Lors d’un assessment en ligne, plusieurs outils sont mis à contribution, tous ont été validés scientifiquement et donc les traits de personnalité sont analysés avec objectivité et neutralité. Cette approche met aussi en lumière les préférences des candidats: compétences métier, compétences sociales, leadership, leurs valeurs et motivations, leur manière de penser, de travailler et d’interagir en groupe ainsi que leur équilibre entre vie professionnelle et privée. Toutes ses indications permettent de cerner la personnalité du candidat avec précision.

La comparaison de ce profil avec les exigences du poste et avec la culture d’entreprise sera une aide précieuse à la décision au moment de l’engagement.

A noter que ces outils serviront également à accompagner le collaborateur/cadre durant sa mission, soit en termes de formation continue soit pour la constitution d’équipes de projet où une mixité de profils est parfois nécessaire.

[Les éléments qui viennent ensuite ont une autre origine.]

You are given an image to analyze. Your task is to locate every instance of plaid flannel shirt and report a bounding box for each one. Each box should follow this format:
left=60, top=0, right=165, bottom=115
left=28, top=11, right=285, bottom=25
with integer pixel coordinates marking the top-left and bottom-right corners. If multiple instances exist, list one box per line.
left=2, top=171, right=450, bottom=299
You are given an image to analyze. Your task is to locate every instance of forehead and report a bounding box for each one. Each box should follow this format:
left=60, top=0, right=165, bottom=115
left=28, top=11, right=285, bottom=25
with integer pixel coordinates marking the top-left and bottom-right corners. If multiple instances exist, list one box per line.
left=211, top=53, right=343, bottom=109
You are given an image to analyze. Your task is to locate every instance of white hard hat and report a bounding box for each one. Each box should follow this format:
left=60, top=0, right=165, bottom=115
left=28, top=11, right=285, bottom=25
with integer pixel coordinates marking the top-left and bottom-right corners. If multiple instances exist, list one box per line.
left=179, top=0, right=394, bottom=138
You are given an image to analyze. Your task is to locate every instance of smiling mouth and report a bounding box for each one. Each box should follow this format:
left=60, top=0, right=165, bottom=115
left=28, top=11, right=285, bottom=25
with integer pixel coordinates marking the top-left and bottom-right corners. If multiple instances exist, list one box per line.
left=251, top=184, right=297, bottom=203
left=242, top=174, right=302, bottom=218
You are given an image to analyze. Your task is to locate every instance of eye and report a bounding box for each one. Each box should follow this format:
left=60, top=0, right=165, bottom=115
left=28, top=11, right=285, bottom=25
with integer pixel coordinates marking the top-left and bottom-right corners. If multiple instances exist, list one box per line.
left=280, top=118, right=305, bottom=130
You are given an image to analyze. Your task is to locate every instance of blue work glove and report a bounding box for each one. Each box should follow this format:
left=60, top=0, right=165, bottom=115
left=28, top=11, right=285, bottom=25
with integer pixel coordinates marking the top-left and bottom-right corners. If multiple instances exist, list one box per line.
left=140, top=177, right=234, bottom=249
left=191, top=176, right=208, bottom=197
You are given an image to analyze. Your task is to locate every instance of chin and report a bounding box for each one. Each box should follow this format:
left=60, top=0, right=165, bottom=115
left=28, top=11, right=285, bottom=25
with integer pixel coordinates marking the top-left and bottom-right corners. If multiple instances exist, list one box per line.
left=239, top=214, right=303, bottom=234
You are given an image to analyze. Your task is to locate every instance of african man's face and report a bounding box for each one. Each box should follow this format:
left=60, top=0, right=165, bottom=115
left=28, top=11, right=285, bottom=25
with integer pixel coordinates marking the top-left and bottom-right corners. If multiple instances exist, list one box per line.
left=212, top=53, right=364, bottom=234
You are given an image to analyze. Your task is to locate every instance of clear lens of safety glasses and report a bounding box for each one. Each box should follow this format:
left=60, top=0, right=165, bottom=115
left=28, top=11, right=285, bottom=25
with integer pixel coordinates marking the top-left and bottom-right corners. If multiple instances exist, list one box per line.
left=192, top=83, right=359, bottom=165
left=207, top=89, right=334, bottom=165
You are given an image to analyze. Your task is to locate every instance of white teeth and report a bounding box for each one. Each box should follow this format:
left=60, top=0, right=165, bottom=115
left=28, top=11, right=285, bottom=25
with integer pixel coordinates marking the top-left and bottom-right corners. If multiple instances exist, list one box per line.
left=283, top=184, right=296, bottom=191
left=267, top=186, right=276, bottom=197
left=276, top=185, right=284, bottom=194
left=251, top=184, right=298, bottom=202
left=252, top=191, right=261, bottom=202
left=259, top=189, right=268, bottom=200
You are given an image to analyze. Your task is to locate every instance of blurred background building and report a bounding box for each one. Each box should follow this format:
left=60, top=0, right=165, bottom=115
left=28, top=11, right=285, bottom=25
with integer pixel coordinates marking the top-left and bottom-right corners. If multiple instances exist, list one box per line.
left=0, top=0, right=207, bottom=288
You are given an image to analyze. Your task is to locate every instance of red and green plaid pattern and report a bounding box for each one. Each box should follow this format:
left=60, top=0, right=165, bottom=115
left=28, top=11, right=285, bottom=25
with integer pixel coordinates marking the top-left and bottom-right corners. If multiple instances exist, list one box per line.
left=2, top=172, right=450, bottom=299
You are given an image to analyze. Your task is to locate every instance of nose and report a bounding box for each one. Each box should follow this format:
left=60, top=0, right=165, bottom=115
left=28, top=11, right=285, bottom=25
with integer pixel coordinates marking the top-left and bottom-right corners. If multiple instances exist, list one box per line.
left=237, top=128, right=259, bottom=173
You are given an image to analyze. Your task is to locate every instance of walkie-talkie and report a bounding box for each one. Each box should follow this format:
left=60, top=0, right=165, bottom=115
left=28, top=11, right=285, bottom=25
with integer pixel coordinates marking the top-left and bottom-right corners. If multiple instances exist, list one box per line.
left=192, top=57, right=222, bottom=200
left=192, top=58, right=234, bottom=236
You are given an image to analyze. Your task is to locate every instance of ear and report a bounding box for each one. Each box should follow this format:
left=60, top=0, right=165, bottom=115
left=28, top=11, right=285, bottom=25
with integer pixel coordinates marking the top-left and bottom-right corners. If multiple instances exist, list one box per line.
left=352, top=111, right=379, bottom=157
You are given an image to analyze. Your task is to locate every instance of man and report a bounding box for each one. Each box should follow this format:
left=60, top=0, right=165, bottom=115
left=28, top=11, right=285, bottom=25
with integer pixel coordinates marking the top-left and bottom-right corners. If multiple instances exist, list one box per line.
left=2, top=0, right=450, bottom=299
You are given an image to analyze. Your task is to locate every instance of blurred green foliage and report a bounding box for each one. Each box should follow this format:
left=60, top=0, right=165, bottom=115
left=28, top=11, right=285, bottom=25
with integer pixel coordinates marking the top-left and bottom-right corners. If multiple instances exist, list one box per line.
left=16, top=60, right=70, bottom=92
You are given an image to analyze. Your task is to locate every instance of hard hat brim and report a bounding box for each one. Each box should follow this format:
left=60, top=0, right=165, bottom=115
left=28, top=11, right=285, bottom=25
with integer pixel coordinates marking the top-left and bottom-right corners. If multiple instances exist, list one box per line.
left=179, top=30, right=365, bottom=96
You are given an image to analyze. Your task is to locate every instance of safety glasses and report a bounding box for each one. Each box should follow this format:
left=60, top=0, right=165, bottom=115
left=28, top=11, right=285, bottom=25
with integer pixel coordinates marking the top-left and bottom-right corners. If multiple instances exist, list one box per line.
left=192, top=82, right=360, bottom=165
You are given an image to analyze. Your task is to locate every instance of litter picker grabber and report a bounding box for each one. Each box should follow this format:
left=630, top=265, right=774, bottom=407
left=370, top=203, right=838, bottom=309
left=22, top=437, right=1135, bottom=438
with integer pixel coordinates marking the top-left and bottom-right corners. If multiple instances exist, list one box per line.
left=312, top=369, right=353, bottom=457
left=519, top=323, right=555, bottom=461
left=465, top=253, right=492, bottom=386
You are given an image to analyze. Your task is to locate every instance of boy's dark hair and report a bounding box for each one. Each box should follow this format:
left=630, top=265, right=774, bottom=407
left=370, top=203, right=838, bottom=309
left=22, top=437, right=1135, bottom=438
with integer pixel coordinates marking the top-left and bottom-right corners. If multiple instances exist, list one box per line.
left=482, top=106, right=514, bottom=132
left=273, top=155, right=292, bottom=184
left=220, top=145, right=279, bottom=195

Je recommande donc, au lieu d’un assessment center, d’impliquer le management dans ces discussions sur l’avenir du collaborateur et d’alimenter la discussion avec toutes ces données. L’entreprise en sortira gagnante, car elle pourra compter sur des équipes équilibrées et performantes. En parallèle, ces outils permettront d’accompagner un processus de changement et d’adapter les équipes aux futurs défis.

Contre : Lisa Di Secli

Au moment de nommer un nouveau manager, la satisfaction de son équipe sera un indicateur important. Car les erreurs de casting coûtent cher. Le départ des collaborateurs durant les mois/années suivant la nomination du nouveau manager, représente une perte importante en termes de savoir-faire et de frais de recrutement. Dans ce contexte, les assesments sont un outil précieux et garantissent de manière très objective la réussite du nouveau manager. Ainsi, lors d’un assessment, plusieurs évaluateurs sont impliqués dans le processus. Ce qui permet de réduire les biais cognitifs et la subjectivité. De plus, le processus permettra de tester une série de compétences lors de mises en situation, ce qui renforcera la pertinence du résultat final. Et le but n’est pas uniquement de tester les compétences de candidats éventuels pour un poste, il s’agit aussi d’évaluer leur potentiel de développement. Notamment auprès de jeunes diplômés des hautes écoles qui disposent encore de peu d’expérience du terrain.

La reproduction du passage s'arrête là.